Do you sell something online like used clothes, furniture, exercise equipment, or even concert tickets in 2022? You were set to face new tax reporting requirements that you likely never had before. In 2021, Congress significantly lowered the filing threshold for Form 1099-K reporting for online transactions. Previously, the changes were set to take effect in 2023, but the IRS pushed them back one year. 

How much do you know about IRS Form 1099-K and how the new reporting rules might affect millions of everyday Americans? Let’s play “Two Truths and a Lie” to find out. 

Can you identify which of the three following statements about Form 1099-K new reporting rules is a lie? 

A. To fund the ARP, Congress lowered the threshold that triggers income reporting for third-party transactions on IRS Form 1099-K to just $600 through any number of transactions.

B. The new reporting rules will discourage individuals from online reselling and engaging in gig work.

C. Receiving a Form 1099-K on third-party transactions of at least $600 means that a tax bill is due. 

Let’s take these statements one at a time:

A. TRUTH! Before the new reporting rules, the filing threshold for Form 1099-K reporting was set at $20,000 in payments and 200 transactions in a calendar year. At this threshold, few users of third-party payment networks were impacted. Congress changed this in 2021 to just $600 and any number of transactions to fund the inflationary American Rescue Plan (ARP). Tens of millions of new 1099-K forms would be sent to individuals. These individuals make small transactions using third-party online apps and websites, such as those who resell children’s clothing or concert tickets, those who transfer money to friends and family to pay for dinner, or those who provide babysitting or tutoring services. 

B. TRUTH! Nearly 70% of casual online sellers say they will stop selling online in response to the new requirements. Even though most individuals do not depend on online selling as their primary source of income, many sell online to help pay for necessary personal expenses, such as medicine, housing, and clothing. A survey by the 1099-K Coalition reveals how economically damaging this new reporting requirement will be to casual online sellers. Women are especially affected as research indicates that women constitute a greater share of gig-economy workers if transportation platforms such as ridesharing and delivery apps are excluded. 
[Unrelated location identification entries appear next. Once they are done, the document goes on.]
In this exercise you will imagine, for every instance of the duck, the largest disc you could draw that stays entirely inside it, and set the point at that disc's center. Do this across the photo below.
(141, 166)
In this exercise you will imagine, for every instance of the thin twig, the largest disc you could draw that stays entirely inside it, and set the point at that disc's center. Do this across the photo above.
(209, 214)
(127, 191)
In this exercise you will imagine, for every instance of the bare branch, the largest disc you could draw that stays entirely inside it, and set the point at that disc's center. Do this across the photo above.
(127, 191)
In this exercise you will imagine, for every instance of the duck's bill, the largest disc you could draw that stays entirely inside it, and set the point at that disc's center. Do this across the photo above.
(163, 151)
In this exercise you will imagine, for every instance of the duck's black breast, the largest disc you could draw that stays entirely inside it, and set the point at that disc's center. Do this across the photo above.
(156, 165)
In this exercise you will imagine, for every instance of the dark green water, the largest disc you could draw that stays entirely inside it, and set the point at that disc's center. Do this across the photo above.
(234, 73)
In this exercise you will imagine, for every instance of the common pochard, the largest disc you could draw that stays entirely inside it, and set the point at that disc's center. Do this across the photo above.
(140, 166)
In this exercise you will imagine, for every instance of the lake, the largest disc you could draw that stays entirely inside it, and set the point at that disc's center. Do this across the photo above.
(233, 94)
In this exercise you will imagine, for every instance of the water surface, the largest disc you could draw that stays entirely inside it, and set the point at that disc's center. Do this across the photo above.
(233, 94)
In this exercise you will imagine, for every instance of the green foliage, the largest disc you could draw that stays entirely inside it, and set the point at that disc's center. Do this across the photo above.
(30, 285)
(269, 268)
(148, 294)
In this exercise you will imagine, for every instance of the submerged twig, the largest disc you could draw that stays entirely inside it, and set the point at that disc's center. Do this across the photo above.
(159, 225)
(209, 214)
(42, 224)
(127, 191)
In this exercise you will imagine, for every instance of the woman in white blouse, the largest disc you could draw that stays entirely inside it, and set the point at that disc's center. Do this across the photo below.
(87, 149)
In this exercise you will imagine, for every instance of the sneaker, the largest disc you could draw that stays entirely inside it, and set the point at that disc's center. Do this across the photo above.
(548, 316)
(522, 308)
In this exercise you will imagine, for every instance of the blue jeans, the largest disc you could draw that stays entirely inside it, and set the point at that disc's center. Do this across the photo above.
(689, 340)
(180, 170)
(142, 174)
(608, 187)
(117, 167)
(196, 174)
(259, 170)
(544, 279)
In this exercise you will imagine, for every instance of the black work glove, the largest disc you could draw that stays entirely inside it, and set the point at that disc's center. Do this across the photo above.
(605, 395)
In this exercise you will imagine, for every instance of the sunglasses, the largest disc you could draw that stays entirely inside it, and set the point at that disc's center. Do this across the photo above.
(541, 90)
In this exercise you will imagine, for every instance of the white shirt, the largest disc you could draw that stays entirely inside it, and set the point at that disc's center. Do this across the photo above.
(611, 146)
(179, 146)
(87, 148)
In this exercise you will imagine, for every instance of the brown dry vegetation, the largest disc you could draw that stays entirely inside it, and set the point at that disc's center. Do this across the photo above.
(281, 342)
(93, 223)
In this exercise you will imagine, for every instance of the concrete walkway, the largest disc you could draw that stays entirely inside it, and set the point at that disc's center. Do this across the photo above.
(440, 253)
C. LIE! This is not necessarily the case. The IRS considers the sale of pre-owned goods to be non-taxable income, so long as they were resold for less than the original purchase price. However, the burden will be on casual sellers to provide proof (such as a receipt) of the original purchase price or that they earned no taxable income. Receiving a Form 1099-K may confuse individuals about what kind of income from online sales should be reported or may lead them to over-report income.

Bottom Line: 

Even though the IRS unilaterally delayed implementation of the new reporting rules for one year, if the rules are not repealed, some 30 to 50 million new 1099-K forms are expected to be sent to tax filers and the IRS in the future. Selling just $600 or more will trigger mandated reporting of income on Form 1099-K and lead to increased confusion, compliance costs, and perhaps even a tax bill. Individuals may receive forms from multiple vendors, which will increase their compliance burdens, cause unnecessary confusion, and may deter online selling in the future.